With the equity in the business being valued around $1.88 billion, operating assets are valued around $1.5 billion. This values assets at roughly 8 times 2013's expected revenues of $185 million and 23 times earnings, seen at $65 million.
As noted above, the offering of Essent Group has been a huge success. The company priced the offering at $17 per share, some 17.2% above the midpoint of the original preliminary offering range. Shares advanced to $22.53 in the days following the offering, trading with gains of 55.4% from the midpoint of the preliminary offering range.
Clearly the market has been upbeat about the offering of Essent Group. The US market for mortgage origination had a size of $1.75 trillion for 2012, of which private insurers accounted some 32% for. While this was double the market share of 16% in 2010, it is still far below market shares of 77% being achieved by private insurers in 2007.

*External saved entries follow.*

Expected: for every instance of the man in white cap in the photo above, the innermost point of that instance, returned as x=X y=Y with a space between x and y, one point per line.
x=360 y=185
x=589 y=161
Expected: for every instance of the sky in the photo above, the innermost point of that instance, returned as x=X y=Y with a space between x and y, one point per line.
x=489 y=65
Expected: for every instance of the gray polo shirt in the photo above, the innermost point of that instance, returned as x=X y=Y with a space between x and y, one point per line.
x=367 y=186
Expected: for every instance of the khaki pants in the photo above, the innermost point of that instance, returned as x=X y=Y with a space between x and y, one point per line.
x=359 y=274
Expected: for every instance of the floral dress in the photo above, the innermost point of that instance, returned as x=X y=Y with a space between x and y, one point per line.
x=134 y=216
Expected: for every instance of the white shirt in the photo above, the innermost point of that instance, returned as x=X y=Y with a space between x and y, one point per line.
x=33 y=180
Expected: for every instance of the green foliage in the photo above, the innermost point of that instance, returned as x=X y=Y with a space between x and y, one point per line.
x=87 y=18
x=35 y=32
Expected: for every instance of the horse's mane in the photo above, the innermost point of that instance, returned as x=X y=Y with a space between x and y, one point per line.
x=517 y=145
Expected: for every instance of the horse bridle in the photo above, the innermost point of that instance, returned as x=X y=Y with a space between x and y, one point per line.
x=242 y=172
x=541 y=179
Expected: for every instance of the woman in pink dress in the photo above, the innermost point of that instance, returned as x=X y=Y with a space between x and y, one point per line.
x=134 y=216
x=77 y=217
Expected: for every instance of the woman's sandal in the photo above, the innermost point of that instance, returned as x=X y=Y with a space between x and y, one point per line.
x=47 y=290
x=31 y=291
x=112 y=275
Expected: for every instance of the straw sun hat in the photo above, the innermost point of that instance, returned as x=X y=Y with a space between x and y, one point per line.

As such, private insurers, including Essent Group have a lot of room to grow. Note that total underwritten policies by Essent Group amounted to $16.6 billion in the first nine months of the year, boosting the combined insurance company leverage ratio to 18.1 to 1.
While the growth prospects continue to look good for the time being, through a US housing recovery, and a recovery of the private insurance market share, there are some long-term risks to investing in Essent Group. For now the leverage has already increased, while the 55% returns since the midpoint of the public offering range, have pushed up the valuation already quite a bit.
While the growth looks attractive for now, I remain very cautious given the history of the industry during the crisis and the exposure to events which can easily bankrupt such a businesses.
I remain on the sidelines.
Disclosure: I have no positions in any stocks mentioned, and no plans to initiate any positions within the next 72 hours. I wrote this article myself, and it expresses my own opinions. I am not receiving compensation for it (other than from Seeking Alpha). I have no business relationship with any company whose stock is mentioned in this article.